KITESURFING & WINDSURFING INJURIES

October 8, 2008

KITESURFING & WINDSURFING INJURIES by Andrew Bellamy

Please note that the comments in this blog come from many years of clinical experience and practice, combined with details and opinions taken from various sources, including open-source internet articles. Where relevant, links are provided.

Please also note that we cannot comment on individual cases without taking a proper history and conducting a full examination.

SO, HOW DANGEROUS IS IT to go windsurfing and kite surfing? Well, a quick search of the internet will throw up various reports of serious and even occasionally fatal events involving, in particular, kitesurfers.  However, these events are still rare and are no more frequent than other ‘dangerous or extreme sports’.

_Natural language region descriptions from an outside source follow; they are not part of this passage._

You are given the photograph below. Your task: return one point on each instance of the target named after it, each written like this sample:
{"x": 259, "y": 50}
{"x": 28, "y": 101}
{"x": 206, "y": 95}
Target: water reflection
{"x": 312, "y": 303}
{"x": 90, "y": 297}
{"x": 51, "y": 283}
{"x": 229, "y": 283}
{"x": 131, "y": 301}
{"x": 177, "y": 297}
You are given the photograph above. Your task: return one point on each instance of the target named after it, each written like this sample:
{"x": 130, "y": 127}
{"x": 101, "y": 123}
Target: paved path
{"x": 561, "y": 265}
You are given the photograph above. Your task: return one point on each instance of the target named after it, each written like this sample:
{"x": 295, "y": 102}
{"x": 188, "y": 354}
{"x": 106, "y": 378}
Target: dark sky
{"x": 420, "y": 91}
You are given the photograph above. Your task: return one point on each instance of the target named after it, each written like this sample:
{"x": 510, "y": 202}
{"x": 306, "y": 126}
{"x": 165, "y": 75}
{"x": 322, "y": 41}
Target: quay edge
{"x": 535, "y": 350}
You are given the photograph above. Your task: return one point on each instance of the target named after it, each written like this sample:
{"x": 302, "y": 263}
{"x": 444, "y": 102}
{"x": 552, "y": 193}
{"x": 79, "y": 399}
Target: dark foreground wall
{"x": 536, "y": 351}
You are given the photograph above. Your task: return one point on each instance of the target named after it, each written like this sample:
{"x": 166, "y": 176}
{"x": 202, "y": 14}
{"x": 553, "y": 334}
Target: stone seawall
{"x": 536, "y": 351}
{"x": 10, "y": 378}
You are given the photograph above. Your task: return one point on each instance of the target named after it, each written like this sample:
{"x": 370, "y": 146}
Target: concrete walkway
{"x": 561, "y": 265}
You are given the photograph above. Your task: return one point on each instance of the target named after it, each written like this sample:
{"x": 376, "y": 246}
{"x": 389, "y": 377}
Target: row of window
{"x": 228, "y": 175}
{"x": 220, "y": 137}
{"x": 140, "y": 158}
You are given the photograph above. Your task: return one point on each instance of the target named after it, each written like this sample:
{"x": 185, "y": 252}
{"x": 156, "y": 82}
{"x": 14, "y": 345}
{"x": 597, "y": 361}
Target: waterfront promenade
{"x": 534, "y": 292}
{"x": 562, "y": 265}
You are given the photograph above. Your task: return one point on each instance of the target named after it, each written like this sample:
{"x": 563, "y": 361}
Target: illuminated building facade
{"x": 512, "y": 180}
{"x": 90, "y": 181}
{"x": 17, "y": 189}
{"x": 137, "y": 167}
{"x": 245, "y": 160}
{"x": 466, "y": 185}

What sorts of injuries do we, as osteopaths and physiotherapists, see as a result of these now popular sports?

Here in Shoreham-by-Sea there is a particularly active group of surfers that range mainly from mid-teens to mid-fifty’s and who spend as much of their free time on the water as they can. Great fun with lots of adrenaline, wonderful exercise and what a way to get away from the mobile and other distractions!

However, where there is pleasure there is often pain and these sports are no exception. One of my best friends, who is almost messianic when it comes to windsurfing, tells me that he never has any injuries! Except, that is, for the bruised ribs caused by his harness as he came to a sudden stop recently, the neck strain and stiffness and foot and shin pain from doing too much for too long.

This is fairly typical from what I hear at the Adur Osteopathic Clinic and remember that those comments are from an experienced windsurfer!

Our Osteopathic and Physiotherapy Practitioners are frequently asked to help with treating injuries sustained while doing water sports such as windsurfing and kitesurfing.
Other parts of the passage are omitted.